Mr Djilas, son of the Yugoslav dissident, Milovan Djilas, believes it will be some time before people face what happened in Kosovo because they are unified in their anger over the bombing. He said that while he knew ethnic Albanians were beaten he is sceptical about the torture chambers: "Why would the police leave the equipment behind?" Many of the Serbs do not even know about the crimes and with the political situation so tense they may never become enlightened. But even if they do, would there be a collective sense of guilt or unified anguish? Mr Djilas doubts it. "There is not a single case in history in which a group of people can express collective guilt during a conflict, especially in front of the aggressor." Four years ago in the aftermath of Bosnia, Serbia did experience some soul-searching.

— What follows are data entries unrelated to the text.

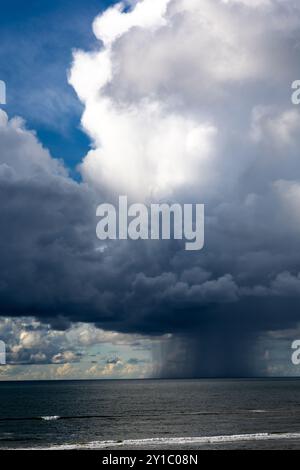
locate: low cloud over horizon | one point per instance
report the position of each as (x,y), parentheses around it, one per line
(186,101)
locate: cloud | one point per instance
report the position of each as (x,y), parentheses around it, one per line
(191,103)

There were protests against the siege of Sarajevo and films afterwards depicting the horror. Radovan Karadzic's deputy, Nikola Koljevic, the man who said about Sarajevans: "Bomb them until they are on the edge of madness," committed suicide.
But Kosovo is different, the bombing has brought on blind anger.
Those who have been indicted for war crimes are seen by many as local heroes. There are even Radovan Karadzic T-shirts. "Once you have been bombed, your order changes," said Mr Djilas. "If there is an ethnic conflict, there are no good guys."